Konstanz is the biggest city on the shores of Bodensee (Lake Constance). In fact, it is also one of the nicest and should be included in every traveller's list of places to visit when they are in the area. People have settled in the area for at least 2,200 years. Once a Roman settlement, the strategically important town at the place where river Rhine leaves Lake Constance grew continuously over the centuries. Its position at important trade routes only added to its importance. 600 years ago, Konstanz had one of its most important moments: the election of Pope Martin V was the only conclave ever to take place north of the Alps. Much of Konstanz's charm dates back to these times - the old city centre is full of well-preserved medieval houses. Fortunately, Konstanz was spared from bombing in WW II, mostly because of its proximity to neutral Switzerland. As the border between Germany and Switzerland ran (and still runs) through the middle of town and Switzerland was strongly in favour of sparing Konstanz, history was kind to the city. Nowadays, this means that Konstanz is one of very few bigger cities in Germany which still have some medieval charm.

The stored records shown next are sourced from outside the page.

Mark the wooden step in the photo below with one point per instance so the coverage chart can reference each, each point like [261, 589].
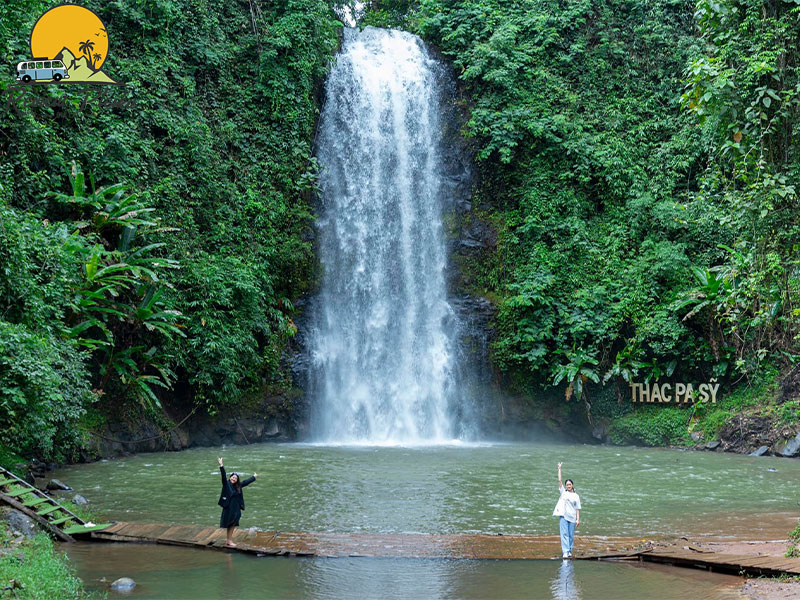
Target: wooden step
[21, 492]
[35, 501]
[47, 510]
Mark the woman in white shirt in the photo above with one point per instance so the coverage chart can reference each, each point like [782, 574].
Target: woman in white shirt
[568, 509]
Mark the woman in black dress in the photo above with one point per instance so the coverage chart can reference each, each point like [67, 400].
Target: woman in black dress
[231, 500]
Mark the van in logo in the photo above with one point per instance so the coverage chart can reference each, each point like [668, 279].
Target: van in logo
[41, 70]
[69, 44]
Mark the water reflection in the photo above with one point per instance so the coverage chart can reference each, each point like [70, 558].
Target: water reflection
[563, 585]
[163, 572]
[493, 489]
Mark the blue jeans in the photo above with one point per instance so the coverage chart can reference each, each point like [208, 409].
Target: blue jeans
[567, 535]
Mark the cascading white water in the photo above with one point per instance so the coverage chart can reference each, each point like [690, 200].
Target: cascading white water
[383, 346]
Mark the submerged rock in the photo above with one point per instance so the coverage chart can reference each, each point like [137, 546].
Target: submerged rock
[55, 484]
[788, 447]
[123, 584]
[20, 522]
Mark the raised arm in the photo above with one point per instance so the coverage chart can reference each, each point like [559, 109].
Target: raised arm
[225, 483]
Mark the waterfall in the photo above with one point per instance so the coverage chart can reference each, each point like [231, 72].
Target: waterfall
[384, 338]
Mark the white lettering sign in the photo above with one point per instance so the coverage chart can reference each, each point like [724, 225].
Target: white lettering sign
[684, 393]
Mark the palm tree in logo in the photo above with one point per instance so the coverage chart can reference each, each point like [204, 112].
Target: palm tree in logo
[86, 48]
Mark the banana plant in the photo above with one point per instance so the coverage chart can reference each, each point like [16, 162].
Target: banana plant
[579, 369]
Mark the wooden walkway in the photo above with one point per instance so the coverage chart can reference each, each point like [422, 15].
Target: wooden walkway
[461, 546]
[749, 564]
[39, 506]
[378, 545]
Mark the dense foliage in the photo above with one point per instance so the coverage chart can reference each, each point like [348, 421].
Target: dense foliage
[637, 162]
[177, 265]
[33, 569]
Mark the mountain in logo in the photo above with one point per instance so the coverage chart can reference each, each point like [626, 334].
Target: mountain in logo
[79, 69]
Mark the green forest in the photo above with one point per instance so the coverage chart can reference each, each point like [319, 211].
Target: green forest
[636, 158]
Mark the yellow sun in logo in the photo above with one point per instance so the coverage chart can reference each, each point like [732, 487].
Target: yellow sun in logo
[75, 28]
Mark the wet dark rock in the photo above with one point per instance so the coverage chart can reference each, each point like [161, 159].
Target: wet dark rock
[20, 523]
[788, 447]
[55, 484]
[123, 584]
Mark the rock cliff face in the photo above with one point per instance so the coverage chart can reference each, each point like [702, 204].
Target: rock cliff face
[273, 419]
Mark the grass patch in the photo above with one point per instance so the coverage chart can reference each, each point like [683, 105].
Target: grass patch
[652, 426]
[762, 392]
[8, 458]
[794, 542]
[34, 570]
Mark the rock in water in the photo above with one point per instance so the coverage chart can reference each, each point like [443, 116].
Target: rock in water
[55, 484]
[21, 522]
[123, 584]
[790, 447]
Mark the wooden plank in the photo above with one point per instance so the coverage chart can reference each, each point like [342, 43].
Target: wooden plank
[35, 501]
[74, 529]
[21, 492]
[115, 527]
[47, 510]
[41, 520]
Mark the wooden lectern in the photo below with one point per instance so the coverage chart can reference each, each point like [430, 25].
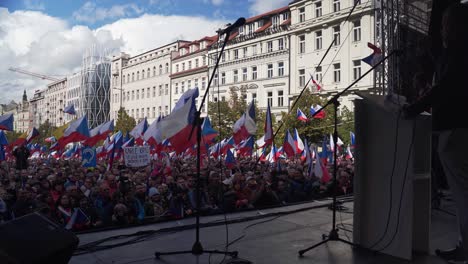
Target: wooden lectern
[376, 125]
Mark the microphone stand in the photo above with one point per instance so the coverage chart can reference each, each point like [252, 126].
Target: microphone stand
[197, 248]
[333, 235]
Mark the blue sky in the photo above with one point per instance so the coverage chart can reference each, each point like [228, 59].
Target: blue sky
[50, 36]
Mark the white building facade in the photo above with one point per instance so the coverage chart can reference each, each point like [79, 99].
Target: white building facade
[257, 58]
[141, 84]
[314, 26]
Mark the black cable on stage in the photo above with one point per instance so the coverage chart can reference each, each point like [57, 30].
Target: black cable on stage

Apart from its nice old town, the location on the shores of Lake Constance is hard to top. With the Alps as a background, the view over the lake never gets boring and attracts many a visitor to the city. Konstanz also serves as a good base for tours into the surrounding area - the Alps are only an hour away by car, Switzerland a mere few minutes, the Black Forest and the Swabian Alps are accessible within 90 minutes. Other nice places around Lake Constance can also be reached by ship.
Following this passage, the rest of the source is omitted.